The task, which demanded the use of my whole body, was edging. Edging, if I am honest, is one of those things that isn't technically necessary, Nice, neat, clearly defined boundaries to the driveway and the sidewalk are more a matter of personal preference than some pressing exigency. Given that I really don't mind that my lawn is a heterogeneous blend of grasses and chickweed, it seems a little silly to desire neat linear boundaries around that mottled miscellany of variant green hues and tiny flowers.
But I do. It's so satisfying.
I tend to use a string trimmer to edge, but as the years have progressed, the lawn has begun to make incursions onto the concrete nevertheless, soil and groundcover spreading out onto the sidewalk. Not much, mind you. Just an inch or two on either side. There was still plenty of sidewalk. But it was losing that tidyness that makes a well edged lawn so satisfying, a marker that all is in order, in the way that a perfectly made bed can some days feel like the only sanctuary from the chaos of life.
So I was doing some more aggressive edging to re-establish the boundaries. Power edgers are the way of the American suburb now, because they get the job done far quicker and with less effort. Just drop a hundred and sixty to four hundred bucks, and the task will be complete before you know it.
I wasn't doing that. I was using a metal t-bar attached to a flat blade. No battery. No gas. Just me, my middle aged back and arms and legs, and my middle aged mass pressing down. I'd line the blade up to a prior cut, then step down hard, then pull the blade from the earth, then repeat. Ten inches at a time, slowly and surely working my way down the sidewalk. It took about an hour.
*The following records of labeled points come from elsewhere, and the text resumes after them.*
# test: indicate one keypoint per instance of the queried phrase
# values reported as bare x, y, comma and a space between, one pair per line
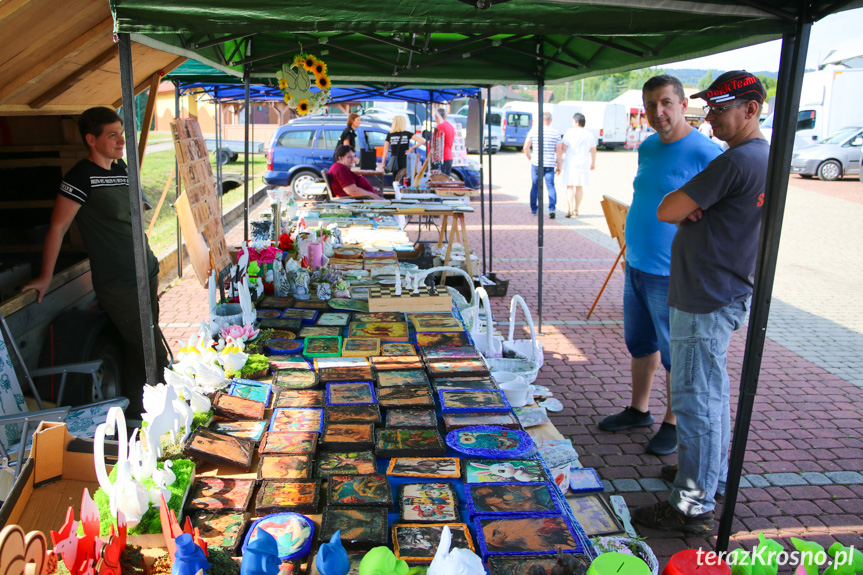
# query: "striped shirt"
551, 137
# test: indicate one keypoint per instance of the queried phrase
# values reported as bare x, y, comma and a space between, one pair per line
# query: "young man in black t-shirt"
95, 193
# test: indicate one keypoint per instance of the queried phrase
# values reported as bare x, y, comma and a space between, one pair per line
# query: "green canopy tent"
487, 42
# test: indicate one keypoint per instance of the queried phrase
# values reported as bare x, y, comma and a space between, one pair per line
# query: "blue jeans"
700, 399
645, 315
549, 183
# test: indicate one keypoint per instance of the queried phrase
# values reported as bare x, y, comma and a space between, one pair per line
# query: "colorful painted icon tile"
354, 393
275, 496
511, 499
408, 442
220, 448
432, 467
221, 494
513, 535
411, 396
473, 400
417, 543
299, 398
402, 377
366, 490
411, 418
325, 346
360, 527
428, 503
251, 430
283, 443
345, 463
237, 408
296, 419
348, 436
223, 530
385, 331
352, 414
297, 467
442, 339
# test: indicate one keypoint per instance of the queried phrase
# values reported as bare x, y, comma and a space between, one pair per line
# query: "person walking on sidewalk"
666, 160
551, 162
718, 214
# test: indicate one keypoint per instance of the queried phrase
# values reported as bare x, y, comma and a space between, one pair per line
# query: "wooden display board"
200, 189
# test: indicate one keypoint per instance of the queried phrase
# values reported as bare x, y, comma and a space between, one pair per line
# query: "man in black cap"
718, 214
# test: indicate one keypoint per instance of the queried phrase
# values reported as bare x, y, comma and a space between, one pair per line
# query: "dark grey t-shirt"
713, 259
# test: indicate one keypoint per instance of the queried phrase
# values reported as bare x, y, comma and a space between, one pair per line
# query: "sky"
827, 34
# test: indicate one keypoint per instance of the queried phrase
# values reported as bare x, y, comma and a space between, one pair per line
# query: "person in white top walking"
578, 160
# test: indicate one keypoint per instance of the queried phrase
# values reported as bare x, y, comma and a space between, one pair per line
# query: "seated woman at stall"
344, 182
398, 141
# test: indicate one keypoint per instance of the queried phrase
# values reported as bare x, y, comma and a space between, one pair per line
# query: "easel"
615, 215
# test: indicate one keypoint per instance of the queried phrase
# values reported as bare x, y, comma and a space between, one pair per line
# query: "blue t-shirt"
662, 169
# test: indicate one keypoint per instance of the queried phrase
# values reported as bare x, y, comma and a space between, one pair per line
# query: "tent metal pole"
791, 69
246, 80
136, 203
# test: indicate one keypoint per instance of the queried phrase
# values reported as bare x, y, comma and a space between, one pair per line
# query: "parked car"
303, 148
833, 157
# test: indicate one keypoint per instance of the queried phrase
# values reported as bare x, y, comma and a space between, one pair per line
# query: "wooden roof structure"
61, 58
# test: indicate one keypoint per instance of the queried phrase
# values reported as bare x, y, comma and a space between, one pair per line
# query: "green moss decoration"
150, 522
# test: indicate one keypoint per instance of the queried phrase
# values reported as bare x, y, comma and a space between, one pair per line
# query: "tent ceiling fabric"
413, 41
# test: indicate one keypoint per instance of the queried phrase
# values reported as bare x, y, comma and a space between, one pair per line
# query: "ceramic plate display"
275, 496
299, 398
320, 330
428, 503
433, 467
356, 393
306, 316
250, 430
411, 396
442, 339
411, 418
364, 490
585, 480
361, 527
291, 419
496, 471
457, 368
294, 466
282, 443
524, 535
386, 331
251, 389
325, 346
459, 420
338, 303
293, 534
345, 463
352, 414
295, 379
223, 530
398, 349
379, 316
473, 400
408, 443
402, 377
361, 347
418, 543
221, 494
510, 499
348, 436
356, 373
491, 441
237, 408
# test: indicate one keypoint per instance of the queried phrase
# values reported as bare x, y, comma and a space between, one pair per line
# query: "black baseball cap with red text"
734, 85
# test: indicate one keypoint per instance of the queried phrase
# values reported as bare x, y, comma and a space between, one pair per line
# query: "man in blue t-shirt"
666, 160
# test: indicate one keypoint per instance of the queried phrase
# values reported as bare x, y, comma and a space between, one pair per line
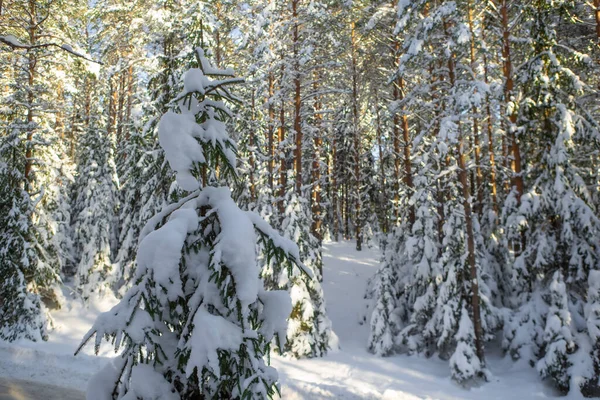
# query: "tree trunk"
297, 100
477, 149
316, 167
334, 191
357, 150
31, 69
379, 132
251, 150
281, 154
408, 178
270, 131
464, 180
513, 146
490, 134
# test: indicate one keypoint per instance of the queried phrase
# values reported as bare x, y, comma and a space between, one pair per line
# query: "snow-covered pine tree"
33, 205
22, 313
309, 332
445, 307
592, 314
197, 323
94, 204
554, 222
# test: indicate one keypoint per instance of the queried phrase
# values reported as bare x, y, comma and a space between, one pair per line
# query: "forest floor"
350, 373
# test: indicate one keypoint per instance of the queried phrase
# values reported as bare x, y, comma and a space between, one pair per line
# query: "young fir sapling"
197, 322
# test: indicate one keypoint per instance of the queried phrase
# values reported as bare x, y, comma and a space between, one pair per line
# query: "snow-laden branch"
14, 44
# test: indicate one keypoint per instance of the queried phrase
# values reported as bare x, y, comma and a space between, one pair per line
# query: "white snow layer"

I was not Optimized. I was not Efficient. I was Going to Feel It Later. I could have been Using My Time More Productively. Let a machine do it, whispered our culture. You have better things to do.
Do I? What better thing is there than to work in one's garden on a spring afternoon?
We recoil at the idea that machine minds can now do all of our thinking for us, that our minds will atrophy away into nothing if there is literally nothing left for us to do. But this loss didn't begin with AI. If machines do everything for us, if mechanisms and conveniences mean that we never once need to strain and feel the sweat blossoming on our brows, we lose all that comes with work that is incarnate, enfleshed, and that uses the living form we've been given. That work has value. It's real. And being in the world has other collateral benefits.
During that hour, I talked with passing neighbors. "Doing it old school, I see," said one. "Yup. Good exercise on a beautiful afternoon," I replied, and she smiled.
I heard the squeals of delight as children up the street ran around in circles, chasing one another across their yard, delighting in the blessing of being embodied.
Work, understood rightly, can be just as satisfying.